2. The grid (100) according to claim 1, characterised in that each of the first radially extending bars (101) is connected to the adjacent first
radially extending bars (101) with the first connecting bar (102).
3. The grid (100) according to claim 1 or 2, characterised in that the first connecting bars (102) are connected in such a manner that they are at the
same distance from the centre of the grid (100).
4. The grid (100) according to any of the preceding claims, characterised in that first ends of the first radially extending bars (101) are connected together.
5. The grid (100) according to any of claims 1 to 3, characterised in that the grid (100) comprises a centre part (105) to which first ends of the first radially
extending bars (101) are connected.
6. The grid (100) according to any of the preceding claims, characterised in that the grid (100) comprises a plurality of second connecting bars (103), each of the
second connecting bars (103) being connected between adjacent first radially extending
bars (101) in such a manner that the second connecting bars (103) are farther away
from the centre of the grid (100) than the first connecting bars (102).
7. The grid (100) according to claim 6, characterised in that the second connecting bars (103) are connected in such a manner that they are at
the same distance from the centre of the grid (100).
8. The grid (100) according to claim 6 or 7, characterised in that the grid (100) comprises a plurality of second radially extending bars (104) arranged
at angular intervals from each other, each of the second radially extending bars (104)

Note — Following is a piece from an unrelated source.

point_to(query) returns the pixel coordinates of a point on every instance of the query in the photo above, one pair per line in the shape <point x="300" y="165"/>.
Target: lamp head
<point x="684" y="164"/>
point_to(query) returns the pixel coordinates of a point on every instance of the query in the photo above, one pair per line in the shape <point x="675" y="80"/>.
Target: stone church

being connected between one first connecting bar (102) and one second connecting bar
(103).
9. The grid (100) according to any of the preceding claims, characterised in that the first and/or second radially extending bars (101, 104) and the first and/or second
connecting bars (102, 103) are flat bars.
10. The grid (100) according to any of the preceding claims, characterised in that the number of the first radially extending bars (101) and/or the second radially
extending bars (104) is 4-12.
11. A tunnel thruster (200), comprising:
- a tunnel section (201), and
- a propeller (202) arranged inside the tunnel section (201),
characterised in that the tunnel thruster (200) comprises a grid (100) according to any of the preceding
claims arranged in connection with an end of the tunnel section (201).
12. The tunnel thruster (200) according to claim 11, characterised in that the grid (100) is arranged inside the tunnel section (201) at a distance of at least
10 mm from the end of the tunnel section (201).
13. The tunnel thruster (200) according to claim 11 or 12, characterised in that the first radially extending bars (101) are connected to the tunnel section (201).
14. The tunnel thruster (200) according to any of claims 11 to 13, characterised in that the number of the first radially extending bars (101) and/or the second radially
extending bars (104) differs from the number of propeller blades (203).
15. A vessel (300), characterised in that the vessel (300) comprises a tunnel thruster (200) according to any of claims 11
to 14 installed in a hull (301) of the vessel (300).